In the recent times, I’ve been very active in both categories, playing with Social Engineering Experts team, as well as doing Bug Bounties on HackerOne.
In both areas, I’ve found moderate success. In CTF’s, we’re the top team in Singapore, and top 10 globally through united effort. Although I must say it’s mostly carried by very strong web and crypto players, but I’ve had my contributions!
In Bug Bounties, I started off pretty slow, only choosing to do VDPs (Vulnerability Disclosure Programs) instead of BBPs (Bug Bounties Programs). The former does not pay any money for vulnerabilities discovered while the latter does. I took this approach because I felt that lesser people would be working on VDPs, and it would give me good exposure and confidence and I rack up findings, and boy was I really proud and happy when I found my first bug! Subsequently I pivoted into doing BBPs, which were a lot harder given the amount of people doing it, and the “quality” of the programs, but then again I’ve managed to find bugs there as well which really boosted my confidence, albeit much lesser than VDPs.
So which is more realistic? Obviously Bug Bounties, as they are literally real world applications and bugs that affect very real users. But which is more fun? I’ll have to give it to CTFs, and here’s why.
When it comes to CTFs, there’s been a very slow power creep as more and more vulnerabilities become well known to everyone, and the only way to make a good challenging CTF is to find obscure vulnerabilities in obscure packages. Create a challenge that’s a Blind SQL and no one is really going to find it fun. Most interesting challenges I’ve seen are the ones who scour through GitHub repositories, finding Security issues or peculiar behaviors, and implementing them in the challenge. One example is a specific header made for Gin which allowed users to redirect their request unintentionally (https://github.com/gin-gonic/gin/issues/2916). Or crazy things with iframes and parent child relationships, or CSRF/CSP hacking, or XS-Leaks and many more.
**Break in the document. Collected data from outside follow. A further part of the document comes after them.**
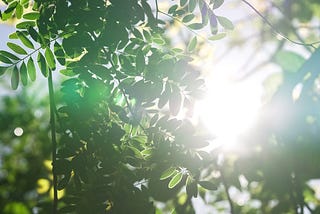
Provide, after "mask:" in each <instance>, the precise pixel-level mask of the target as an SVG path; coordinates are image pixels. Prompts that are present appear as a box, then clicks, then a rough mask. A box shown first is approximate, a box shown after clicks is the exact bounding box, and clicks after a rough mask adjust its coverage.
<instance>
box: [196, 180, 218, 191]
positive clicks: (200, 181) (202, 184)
mask: <svg viewBox="0 0 320 214" xmlns="http://www.w3.org/2000/svg"><path fill="white" fill-rule="evenodd" d="M198 183H199V185H200V186H202V187H203V188H205V189H207V190H217V189H218V187H217V185H216V184H214V183H211V182H210V181H199V182H198Z"/></svg>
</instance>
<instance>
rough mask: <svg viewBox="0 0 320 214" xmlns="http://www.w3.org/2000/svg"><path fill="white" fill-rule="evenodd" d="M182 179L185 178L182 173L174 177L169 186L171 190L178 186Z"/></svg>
mask: <svg viewBox="0 0 320 214" xmlns="http://www.w3.org/2000/svg"><path fill="white" fill-rule="evenodd" d="M182 177H183V174H182V172H178V173H177V174H176V175H175V176H173V177H172V178H171V180H170V182H169V184H168V187H169V189H172V188H174V187H175V186H177V185H178V184H179V183H180V181H181V180H182Z"/></svg>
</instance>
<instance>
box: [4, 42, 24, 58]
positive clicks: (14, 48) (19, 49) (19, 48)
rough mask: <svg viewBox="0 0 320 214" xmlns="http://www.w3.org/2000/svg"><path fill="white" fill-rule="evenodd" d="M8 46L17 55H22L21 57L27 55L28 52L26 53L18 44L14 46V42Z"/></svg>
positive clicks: (7, 43)
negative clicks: (14, 52) (20, 54)
mask: <svg viewBox="0 0 320 214" xmlns="http://www.w3.org/2000/svg"><path fill="white" fill-rule="evenodd" d="M7 46H8V47H9V48H10V49H11V50H13V51H14V52H16V53H17V54H21V55H27V54H28V53H27V51H25V50H24V49H23V48H22V47H20V46H19V45H17V44H14V43H12V42H7Z"/></svg>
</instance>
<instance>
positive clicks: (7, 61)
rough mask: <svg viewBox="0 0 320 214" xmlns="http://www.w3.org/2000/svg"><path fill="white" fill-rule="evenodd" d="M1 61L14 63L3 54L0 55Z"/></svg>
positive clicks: (6, 63) (2, 61) (3, 61)
mask: <svg viewBox="0 0 320 214" xmlns="http://www.w3.org/2000/svg"><path fill="white" fill-rule="evenodd" d="M0 62H3V63H6V64H12V62H11V60H10V59H8V58H7V57H5V56H3V55H0Z"/></svg>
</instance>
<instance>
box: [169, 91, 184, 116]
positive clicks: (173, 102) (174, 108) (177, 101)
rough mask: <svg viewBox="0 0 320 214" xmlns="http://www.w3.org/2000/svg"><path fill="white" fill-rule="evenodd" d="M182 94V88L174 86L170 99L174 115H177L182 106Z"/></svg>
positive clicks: (171, 105)
mask: <svg viewBox="0 0 320 214" xmlns="http://www.w3.org/2000/svg"><path fill="white" fill-rule="evenodd" d="M181 104H182V96H181V94H180V89H179V88H178V87H177V86H175V87H172V94H171V96H170V99H169V109H170V112H171V114H172V115H174V116H176V115H177V114H178V113H179V111H180V108H181Z"/></svg>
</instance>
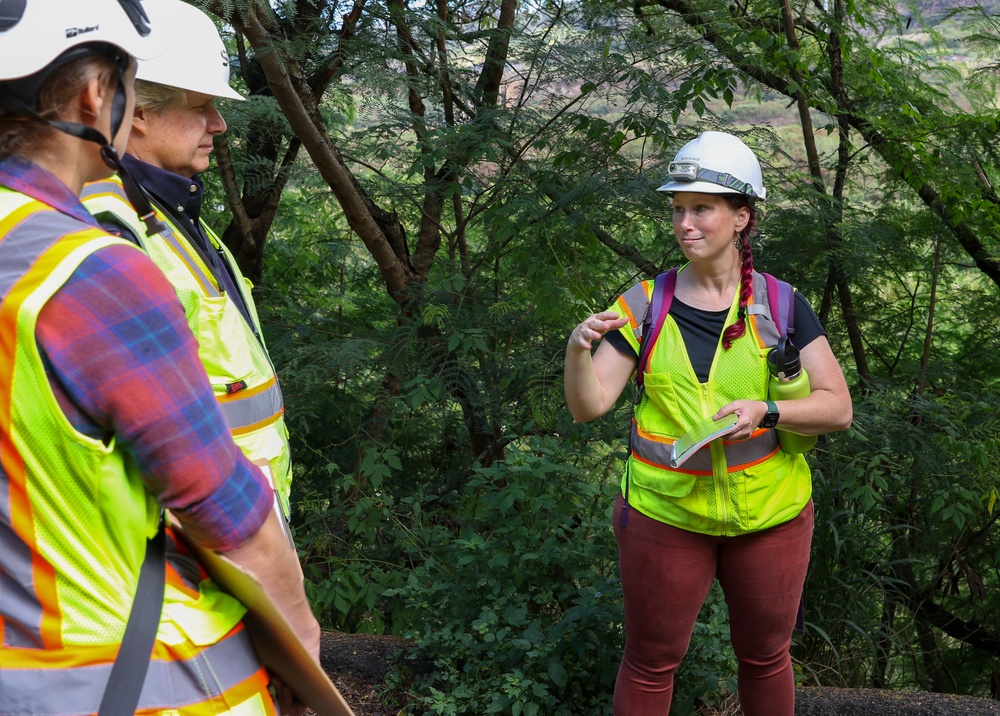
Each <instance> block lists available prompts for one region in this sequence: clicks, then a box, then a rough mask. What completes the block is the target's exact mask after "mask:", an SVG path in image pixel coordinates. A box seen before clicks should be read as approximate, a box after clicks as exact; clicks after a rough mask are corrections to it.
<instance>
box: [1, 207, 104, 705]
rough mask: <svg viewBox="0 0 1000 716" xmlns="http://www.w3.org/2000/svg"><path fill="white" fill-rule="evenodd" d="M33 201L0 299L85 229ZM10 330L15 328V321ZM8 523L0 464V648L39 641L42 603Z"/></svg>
mask: <svg viewBox="0 0 1000 716" xmlns="http://www.w3.org/2000/svg"><path fill="white" fill-rule="evenodd" d="M2 199H7V200H8V201H9V200H10V195H7V196H3V195H2V194H0V200H2ZM38 205H39V208H40V209H42V210H41V211H38V212H36V213H32V214H29V215H28V216H26V217H25V218H24V219H23V220H22V221H21V222H20V223H18V224H17V225H16V226H14V227H12V228H11V230H10V233H8V234H7V235H6V236H0V303H2V301H3V300H4V298H6V296H7V295H8V294H9V293H10V291H11V288H13V286H14V284H16V283H17V282H18V280H20V279H21V277H22V276H24V275H25V274H26V273H27V272H28V270H29V269H30V268H31V266H32V265H33V264H34V263H35V261H37V260H38V257H39V256H41V255H42V254H44V253H45V252H46V251H48V250H49V249H50V248H51V247H52V246H53V245H55V244H56V242H58V241H59V239H60V238H62V237H63V236H64V235H65V234H70V233H76V232H78V231H80V230H83V229H86V228H88V227H87V226H86V225H85V224H83V223H82V222H81V221H80V220H79V219H74V218H72V217H69V216H66V215H65V214H62V213H60V212H57V211H51V210H48V207H46V206H45V205H43V204H41V203H40V202H38ZM22 206H23V205H22ZM19 208H20V207H19ZM8 216H9V213H8ZM5 218H6V216H3V217H0V221H3V219H5ZM12 328H13V330H14V331H15V332H16V331H17V326H16V325H14V326H12ZM0 341H3V342H5V343H6V342H7V341H9V344H8V345H11V346H12V347H13V345H14V344H16V342H17V338H16V336H5V337H0ZM7 439H9V436H7ZM11 524H12V515H11V504H10V478H9V476H8V475H7V473H6V472H5V471H4V470H3V469H2V468H0V595H2V598H0V616H2V618H3V622H4V629H3V646H5V647H31V648H37V647H40V646H42V645H43V641H42V604H41V600H40V599H39V598H38V595H37V594H35V592H34V573H33V570H32V554H31V548H30V547H29V546H28V545H27V544H25V542H24V541H23V540H22V539H21V538H20V537H18V536H17V535H16V534H15V533H14V530H13V528H12V527H11ZM0 694H3V695H4V696H6V694H5V692H4V690H3V688H0Z"/></svg>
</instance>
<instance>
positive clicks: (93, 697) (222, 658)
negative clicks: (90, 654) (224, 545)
mask: <svg viewBox="0 0 1000 716" xmlns="http://www.w3.org/2000/svg"><path fill="white" fill-rule="evenodd" d="M259 668H260V662H259V661H258V660H257V657H256V655H255V654H254V651H253V645H252V644H251V643H250V638H249V636H248V635H247V632H246V630H245V629H242V630H240V631H239V632H237V633H236V634H233V635H232V636H230V637H229V638H227V639H224V640H223V641H220V642H218V643H217V644H213V645H212V646H209V647H207V648H206V649H204V650H202V651H201V652H200V653H198V654H197V655H196V656H194V657H192V658H190V659H187V660H185V661H162V660H160V659H154V660H152V661H151V662H150V664H149V672H148V674H147V675H146V681H145V683H144V684H143V687H142V694H141V695H140V697H139V706H138V708H139V709H149V710H170V709H176V708H181V707H184V706H188V705H191V704H197V703H199V702H202V701H205V700H206V699H209V698H211V697H213V696H218V695H219V694H221V693H223V692H225V691H228V690H229V689H232V688H233V687H234V686H237V685H238V684H240V683H241V682H243V681H245V680H246V679H248V678H250V677H251V676H252V675H253V674H254V673H256V672H257V670H258V669H259ZM110 674H111V664H100V665H96V666H76V667H72V668H66V669H62V668H54V669H18V668H13V669H0V711H2V712H3V713H23V714H61V715H64V716H74V715H76V714H93V713H96V712H97V710H98V707H99V706H100V704H101V697H102V696H103V694H104V686H105V684H107V683H108V677H109V675H110Z"/></svg>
In Bug Bounties, you rarely get to see these things. The main difference being Black Box and White Box analysis. CTFs are mostly White Box problems where you’re given the source code, and you have to figure out where the vulnerability is based on the code, or packages installed. In fact, if you made a Black Box CTF challenge, people are just going to complain that it’s guessy, but ironically, that’s how Bug Bounties are!
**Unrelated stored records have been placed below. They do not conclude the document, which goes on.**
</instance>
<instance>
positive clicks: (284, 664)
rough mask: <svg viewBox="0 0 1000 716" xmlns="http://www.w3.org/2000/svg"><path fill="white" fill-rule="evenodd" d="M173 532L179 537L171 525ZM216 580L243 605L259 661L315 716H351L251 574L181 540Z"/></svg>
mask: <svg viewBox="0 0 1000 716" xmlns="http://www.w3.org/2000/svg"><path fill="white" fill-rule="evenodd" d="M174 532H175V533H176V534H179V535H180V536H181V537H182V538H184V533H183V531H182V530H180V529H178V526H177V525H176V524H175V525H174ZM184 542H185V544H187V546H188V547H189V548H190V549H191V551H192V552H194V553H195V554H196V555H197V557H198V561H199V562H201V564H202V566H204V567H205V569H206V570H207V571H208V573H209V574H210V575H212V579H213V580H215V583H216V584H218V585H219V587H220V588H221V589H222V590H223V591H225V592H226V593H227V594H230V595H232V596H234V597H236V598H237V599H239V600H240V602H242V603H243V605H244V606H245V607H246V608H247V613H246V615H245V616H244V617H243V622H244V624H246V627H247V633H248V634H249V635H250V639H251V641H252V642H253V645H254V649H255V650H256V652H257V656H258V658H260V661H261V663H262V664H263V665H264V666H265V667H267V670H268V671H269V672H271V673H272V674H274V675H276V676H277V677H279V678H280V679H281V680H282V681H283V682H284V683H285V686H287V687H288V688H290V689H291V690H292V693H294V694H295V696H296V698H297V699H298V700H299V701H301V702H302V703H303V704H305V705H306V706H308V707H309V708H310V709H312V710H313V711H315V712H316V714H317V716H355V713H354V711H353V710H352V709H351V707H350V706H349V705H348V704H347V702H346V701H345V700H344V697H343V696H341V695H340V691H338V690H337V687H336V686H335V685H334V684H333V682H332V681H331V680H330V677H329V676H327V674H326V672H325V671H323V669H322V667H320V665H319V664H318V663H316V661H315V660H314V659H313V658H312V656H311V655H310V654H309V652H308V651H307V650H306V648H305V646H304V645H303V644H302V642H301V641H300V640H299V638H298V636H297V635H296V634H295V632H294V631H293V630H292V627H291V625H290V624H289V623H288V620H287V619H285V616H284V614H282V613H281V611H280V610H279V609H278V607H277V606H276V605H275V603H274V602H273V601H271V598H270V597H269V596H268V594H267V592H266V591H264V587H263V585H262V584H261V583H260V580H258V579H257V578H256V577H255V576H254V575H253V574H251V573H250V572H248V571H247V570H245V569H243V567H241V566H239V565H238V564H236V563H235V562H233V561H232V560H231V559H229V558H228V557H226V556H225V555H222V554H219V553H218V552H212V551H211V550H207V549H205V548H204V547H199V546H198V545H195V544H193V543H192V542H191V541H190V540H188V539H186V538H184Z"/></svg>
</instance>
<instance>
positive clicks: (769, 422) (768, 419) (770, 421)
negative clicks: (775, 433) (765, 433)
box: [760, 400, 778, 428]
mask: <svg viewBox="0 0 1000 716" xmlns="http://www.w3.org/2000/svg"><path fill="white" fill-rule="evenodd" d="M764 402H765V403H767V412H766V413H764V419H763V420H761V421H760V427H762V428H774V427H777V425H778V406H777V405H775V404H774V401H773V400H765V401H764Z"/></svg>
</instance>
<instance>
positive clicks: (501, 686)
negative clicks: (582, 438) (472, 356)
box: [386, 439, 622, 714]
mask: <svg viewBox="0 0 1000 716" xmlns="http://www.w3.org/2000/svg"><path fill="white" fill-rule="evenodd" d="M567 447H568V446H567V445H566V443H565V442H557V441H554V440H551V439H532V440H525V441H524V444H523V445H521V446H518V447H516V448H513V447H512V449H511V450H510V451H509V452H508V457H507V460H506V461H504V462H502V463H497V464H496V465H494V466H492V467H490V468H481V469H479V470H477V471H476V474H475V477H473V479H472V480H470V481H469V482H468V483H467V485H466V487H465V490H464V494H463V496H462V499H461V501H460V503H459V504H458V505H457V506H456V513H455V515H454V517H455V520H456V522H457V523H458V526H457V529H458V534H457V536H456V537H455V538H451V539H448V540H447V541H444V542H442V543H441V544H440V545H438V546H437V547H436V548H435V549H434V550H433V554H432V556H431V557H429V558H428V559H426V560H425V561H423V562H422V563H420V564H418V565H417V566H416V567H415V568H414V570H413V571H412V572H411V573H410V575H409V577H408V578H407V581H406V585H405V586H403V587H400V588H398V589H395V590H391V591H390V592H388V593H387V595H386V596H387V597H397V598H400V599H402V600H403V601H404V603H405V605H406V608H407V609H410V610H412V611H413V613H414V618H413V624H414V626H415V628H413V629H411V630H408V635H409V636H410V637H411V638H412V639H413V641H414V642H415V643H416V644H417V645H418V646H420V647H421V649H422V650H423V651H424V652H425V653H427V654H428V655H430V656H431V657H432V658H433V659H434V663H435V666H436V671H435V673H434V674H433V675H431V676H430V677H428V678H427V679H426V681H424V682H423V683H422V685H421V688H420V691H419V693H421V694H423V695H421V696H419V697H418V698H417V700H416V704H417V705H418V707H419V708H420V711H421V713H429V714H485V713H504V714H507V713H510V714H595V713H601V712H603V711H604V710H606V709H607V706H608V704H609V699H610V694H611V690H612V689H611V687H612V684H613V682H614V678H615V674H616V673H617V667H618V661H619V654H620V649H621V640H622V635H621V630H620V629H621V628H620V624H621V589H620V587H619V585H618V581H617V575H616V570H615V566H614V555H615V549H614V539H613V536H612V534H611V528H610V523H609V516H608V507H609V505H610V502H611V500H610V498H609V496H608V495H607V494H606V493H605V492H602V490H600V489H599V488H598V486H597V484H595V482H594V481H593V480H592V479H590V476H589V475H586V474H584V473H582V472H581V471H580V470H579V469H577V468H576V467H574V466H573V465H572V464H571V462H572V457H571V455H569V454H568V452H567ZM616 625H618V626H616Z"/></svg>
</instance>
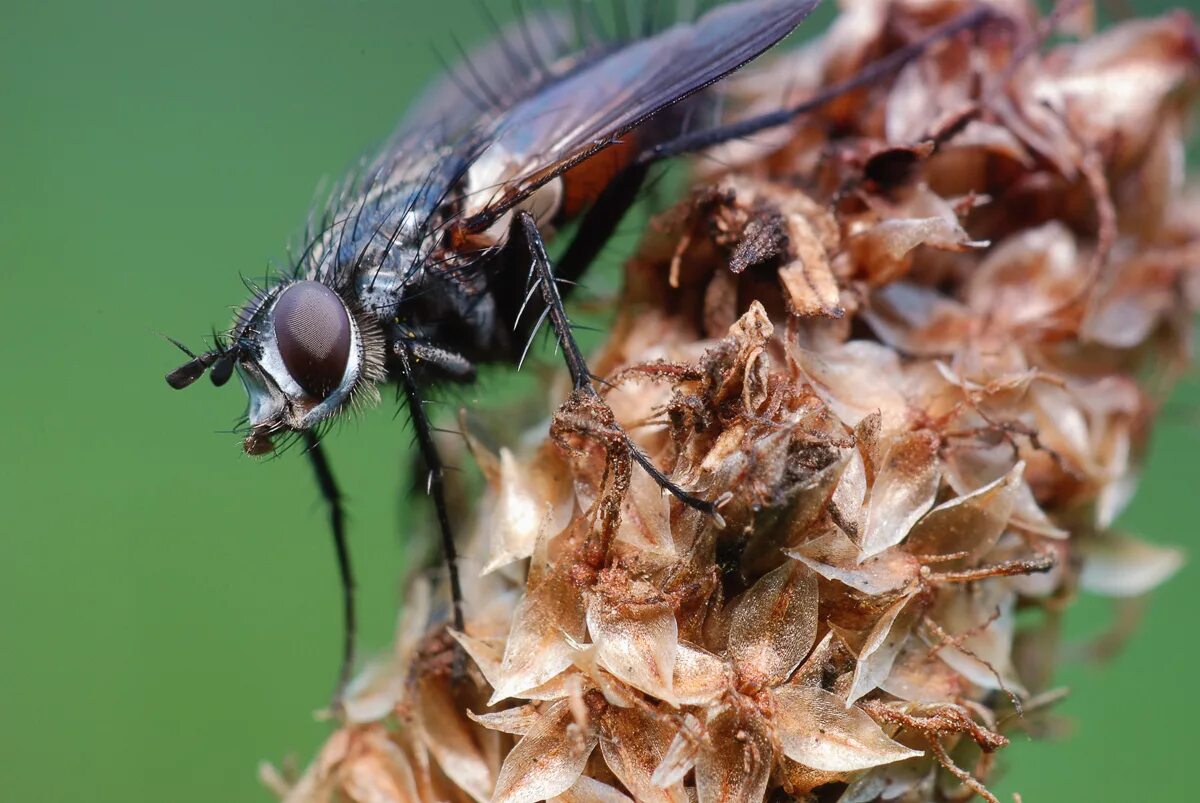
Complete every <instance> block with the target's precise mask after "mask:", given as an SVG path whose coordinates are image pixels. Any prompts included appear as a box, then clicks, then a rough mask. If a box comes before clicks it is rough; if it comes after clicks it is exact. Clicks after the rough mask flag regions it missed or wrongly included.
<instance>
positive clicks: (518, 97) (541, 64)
mask: <svg viewBox="0 0 1200 803" xmlns="http://www.w3.org/2000/svg"><path fill="white" fill-rule="evenodd" d="M575 38H576V35H575V26H574V25H572V24H571V22H570V19H568V18H566V17H564V16H562V14H554V13H540V14H532V16H528V17H524V18H522V19H521V20H518V22H516V23H512V24H511V25H508V26H506V28H505V29H504V30H502V31H500V32H499V35H498V36H497V37H496V38H494V40H493V41H492V42H490V43H487V44H485V46H484V47H481V48H479V49H475V50H473V52H470V53H469V54H468V53H464V54H463V55H462V59H461V60H460V61H458V62H457V64H456V65H454V66H451V67H450V68H449V70H448V71H446V73H445V74H444V76H442V77H440V78H438V79H437V80H434V82H433V83H432V84H430V85H428V86H427V88H426V89H425V91H424V92H421V95H420V96H419V97H418V100H416V102H415V103H413V106H412V107H410V109H409V112H408V114H407V115H406V116H404V119H403V121H402V122H401V125H400V128H398V130H397V131H396V133H395V134H394V136H392V139H391V143H390V144H389V148H386V149H385V150H388V151H390V150H394V148H395V146H396V145H398V144H400V143H413V140H415V139H427V140H428V142H440V143H446V144H450V143H451V142H454V140H455V139H456V138H458V137H462V136H464V134H466V133H467V132H469V131H472V130H473V128H475V127H478V126H479V122H480V120H481V119H486V118H487V116H488V115H493V116H494V115H496V114H502V113H503V112H504V110H506V109H508V108H511V106H512V104H514V103H517V102H520V101H521V100H522V98H524V97H526V96H528V95H530V94H532V92H534V91H536V89H538V88H539V86H541V85H542V84H545V83H547V82H550V80H553V78H554V72H556V71H557V70H560V68H562V66H560V65H562V59H563V58H564V56H566V55H569V54H570V53H571V52H572V48H574V43H575Z"/></svg>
Most Bug Bounties are not really creative problems, but rather simple misconfiguration of security, ACLs or input sanitization. Reading the “Hacktivity” (https://hackerone.com/hacktivity) page on the HackerOne site which contains disclosed findings of Bugs, you’d think “Well that was really stupid of the developers” more often than thinking “What a creative way to exploit the system!” (Disclaimer, some bugs are really cool).
My “specialty” in Bug Bounties are in abusing ACLs, Cross-Account Tampering, and Subverting Business Logic. What “specialty” means is that I’m proficient in targeting these types of weaknesses, and chose to focus on finding these sort of bugs. I would not try to find SQL injections past that bare minimum of putting a single quote as most modern systems, frameworks and the dreaded CloudFlare proxy would guard against this. And given that it’s a Black Box, I would have no idea how to manipulate the control flow of the middleware or backend system. That leaves me with poking at developer logic, one of the few things that are filled with assumptions that can be exploited.
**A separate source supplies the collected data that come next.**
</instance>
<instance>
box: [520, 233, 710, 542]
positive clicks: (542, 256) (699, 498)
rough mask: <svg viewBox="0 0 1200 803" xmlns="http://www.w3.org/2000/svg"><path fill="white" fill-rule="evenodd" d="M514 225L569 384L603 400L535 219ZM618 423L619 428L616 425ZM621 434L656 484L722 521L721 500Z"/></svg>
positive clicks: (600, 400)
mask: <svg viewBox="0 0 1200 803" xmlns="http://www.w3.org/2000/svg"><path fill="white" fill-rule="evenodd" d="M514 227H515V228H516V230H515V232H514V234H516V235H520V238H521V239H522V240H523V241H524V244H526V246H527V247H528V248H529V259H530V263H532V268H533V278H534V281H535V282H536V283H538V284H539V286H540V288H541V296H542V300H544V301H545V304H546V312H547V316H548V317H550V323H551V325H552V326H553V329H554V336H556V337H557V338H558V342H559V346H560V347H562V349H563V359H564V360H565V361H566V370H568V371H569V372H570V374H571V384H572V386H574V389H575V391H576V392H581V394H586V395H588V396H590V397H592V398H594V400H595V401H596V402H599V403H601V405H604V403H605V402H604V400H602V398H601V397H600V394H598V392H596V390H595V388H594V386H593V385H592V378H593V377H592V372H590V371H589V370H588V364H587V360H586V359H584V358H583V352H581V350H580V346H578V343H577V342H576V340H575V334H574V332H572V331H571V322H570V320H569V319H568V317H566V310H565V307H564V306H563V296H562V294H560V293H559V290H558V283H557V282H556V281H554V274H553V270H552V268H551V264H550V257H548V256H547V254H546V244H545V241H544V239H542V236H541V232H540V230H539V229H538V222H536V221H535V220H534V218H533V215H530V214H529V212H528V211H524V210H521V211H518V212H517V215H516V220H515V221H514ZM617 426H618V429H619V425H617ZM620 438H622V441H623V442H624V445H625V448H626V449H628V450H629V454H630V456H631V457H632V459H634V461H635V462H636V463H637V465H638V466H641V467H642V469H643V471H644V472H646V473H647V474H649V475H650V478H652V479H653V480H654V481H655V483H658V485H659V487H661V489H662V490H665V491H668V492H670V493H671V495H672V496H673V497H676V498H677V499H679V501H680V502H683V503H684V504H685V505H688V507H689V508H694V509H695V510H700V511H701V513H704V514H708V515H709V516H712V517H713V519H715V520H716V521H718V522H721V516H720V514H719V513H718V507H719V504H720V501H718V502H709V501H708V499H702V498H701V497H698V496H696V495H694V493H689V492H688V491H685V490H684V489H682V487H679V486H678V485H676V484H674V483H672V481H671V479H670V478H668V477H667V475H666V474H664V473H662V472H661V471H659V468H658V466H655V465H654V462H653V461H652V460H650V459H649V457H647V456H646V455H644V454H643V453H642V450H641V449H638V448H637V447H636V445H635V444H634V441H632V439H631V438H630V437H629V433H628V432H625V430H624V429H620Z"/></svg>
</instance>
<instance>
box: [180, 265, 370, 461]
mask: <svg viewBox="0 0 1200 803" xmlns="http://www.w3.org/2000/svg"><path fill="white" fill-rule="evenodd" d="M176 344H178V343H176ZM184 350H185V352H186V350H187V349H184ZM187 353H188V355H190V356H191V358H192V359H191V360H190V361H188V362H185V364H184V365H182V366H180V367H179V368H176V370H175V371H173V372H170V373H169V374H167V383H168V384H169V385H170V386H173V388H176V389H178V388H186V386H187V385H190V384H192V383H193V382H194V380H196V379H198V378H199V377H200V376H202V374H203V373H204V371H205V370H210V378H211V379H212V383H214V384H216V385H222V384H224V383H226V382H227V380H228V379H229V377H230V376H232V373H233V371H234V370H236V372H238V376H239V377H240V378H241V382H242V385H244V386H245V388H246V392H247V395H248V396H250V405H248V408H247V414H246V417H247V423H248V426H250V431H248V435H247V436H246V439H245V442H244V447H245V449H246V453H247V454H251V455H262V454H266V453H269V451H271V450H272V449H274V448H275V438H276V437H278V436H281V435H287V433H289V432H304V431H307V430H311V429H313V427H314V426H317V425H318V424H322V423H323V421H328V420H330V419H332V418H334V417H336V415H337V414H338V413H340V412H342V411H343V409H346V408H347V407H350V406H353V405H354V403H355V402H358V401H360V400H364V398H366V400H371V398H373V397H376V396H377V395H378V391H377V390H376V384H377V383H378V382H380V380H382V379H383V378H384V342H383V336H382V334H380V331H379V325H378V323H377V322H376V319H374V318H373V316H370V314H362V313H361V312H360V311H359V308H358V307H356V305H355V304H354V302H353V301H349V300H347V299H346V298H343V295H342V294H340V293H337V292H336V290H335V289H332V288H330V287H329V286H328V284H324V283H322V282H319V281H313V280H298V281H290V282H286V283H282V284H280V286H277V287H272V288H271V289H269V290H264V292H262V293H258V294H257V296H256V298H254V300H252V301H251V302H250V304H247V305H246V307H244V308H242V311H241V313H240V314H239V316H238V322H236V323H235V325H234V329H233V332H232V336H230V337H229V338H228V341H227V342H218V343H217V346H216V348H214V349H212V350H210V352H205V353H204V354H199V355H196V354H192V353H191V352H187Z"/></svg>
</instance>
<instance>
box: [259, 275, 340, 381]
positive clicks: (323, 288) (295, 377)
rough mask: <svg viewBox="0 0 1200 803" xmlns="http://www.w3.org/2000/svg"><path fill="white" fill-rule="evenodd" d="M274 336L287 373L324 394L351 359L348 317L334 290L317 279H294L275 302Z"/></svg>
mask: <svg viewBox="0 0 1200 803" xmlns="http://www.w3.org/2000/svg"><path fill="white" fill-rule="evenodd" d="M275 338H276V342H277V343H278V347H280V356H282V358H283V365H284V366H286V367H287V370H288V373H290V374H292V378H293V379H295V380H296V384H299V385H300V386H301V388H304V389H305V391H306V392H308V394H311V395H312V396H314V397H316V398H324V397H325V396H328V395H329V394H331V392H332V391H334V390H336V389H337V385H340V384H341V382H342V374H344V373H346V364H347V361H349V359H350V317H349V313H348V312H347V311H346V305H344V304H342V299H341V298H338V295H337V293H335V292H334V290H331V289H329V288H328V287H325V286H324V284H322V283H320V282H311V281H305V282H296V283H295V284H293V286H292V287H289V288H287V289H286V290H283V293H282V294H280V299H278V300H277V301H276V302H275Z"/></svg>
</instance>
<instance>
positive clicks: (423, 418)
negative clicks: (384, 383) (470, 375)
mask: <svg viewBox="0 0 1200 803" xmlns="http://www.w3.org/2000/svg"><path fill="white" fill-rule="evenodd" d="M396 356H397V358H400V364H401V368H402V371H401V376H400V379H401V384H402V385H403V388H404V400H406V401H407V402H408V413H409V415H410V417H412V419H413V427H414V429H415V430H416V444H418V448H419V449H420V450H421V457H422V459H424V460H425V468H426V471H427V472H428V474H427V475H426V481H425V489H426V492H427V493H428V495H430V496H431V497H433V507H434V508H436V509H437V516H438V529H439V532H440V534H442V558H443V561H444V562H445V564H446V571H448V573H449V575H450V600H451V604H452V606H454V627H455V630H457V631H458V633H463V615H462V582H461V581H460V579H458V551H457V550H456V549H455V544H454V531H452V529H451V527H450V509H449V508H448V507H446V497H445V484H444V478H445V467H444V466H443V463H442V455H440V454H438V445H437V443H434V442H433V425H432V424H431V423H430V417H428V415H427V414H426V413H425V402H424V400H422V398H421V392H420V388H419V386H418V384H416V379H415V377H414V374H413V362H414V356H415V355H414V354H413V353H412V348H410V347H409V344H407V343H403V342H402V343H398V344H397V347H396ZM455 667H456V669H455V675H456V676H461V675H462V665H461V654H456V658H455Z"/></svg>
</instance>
But that also means really boring. For every request, you send try other HTTP verbs like PUT PATCH POST. For every JSON, you add fields and values to see if it gets updated. For every parameter, you add and remove values to manipulate the output. It becomes almost clockwork, which is a good system, but a really boring one.
The best and most creative bug I found was an SSRF, but the rest of it was HTTP verb tampering or JSON tampering to bypass system logic.
That being said it’s still fun and thrilling when you finally manage to find something and report it to the developers, because it’s not meant to be that way. CTFs problems on the other hand are meant to be vulnerable, and not finding the solution can be frustrating and at times demoralizing.
Though I must say that being good at CTFs does not make you a better security person as being good at Bug Bounties, because the problems you solve in CTFs are at times very contrived with no real world impact, whereas Bugs found in Bug Bounties, though boring, are representative of a large majority of systems everywhere. A cliche saying: “The Mundanity of Excellence”.
Therefore, to sum up this long ramble, I’ve decided to dial back on CTFs, and to be more active in Bug Bounties. Perhaps a 80/20 split. Bug Bounties actually make me feel like I’ve helped someone and made a security impact to a company (the reputation points for bragging rights don’t hurt either), while CTFs feels more like an unrealistic game, with very unrealistic solutions, with no impact on anyone. I’ll still stick around with my CTF team and play some challenges here and there, but the most of my time would be focused on Bug Bounties!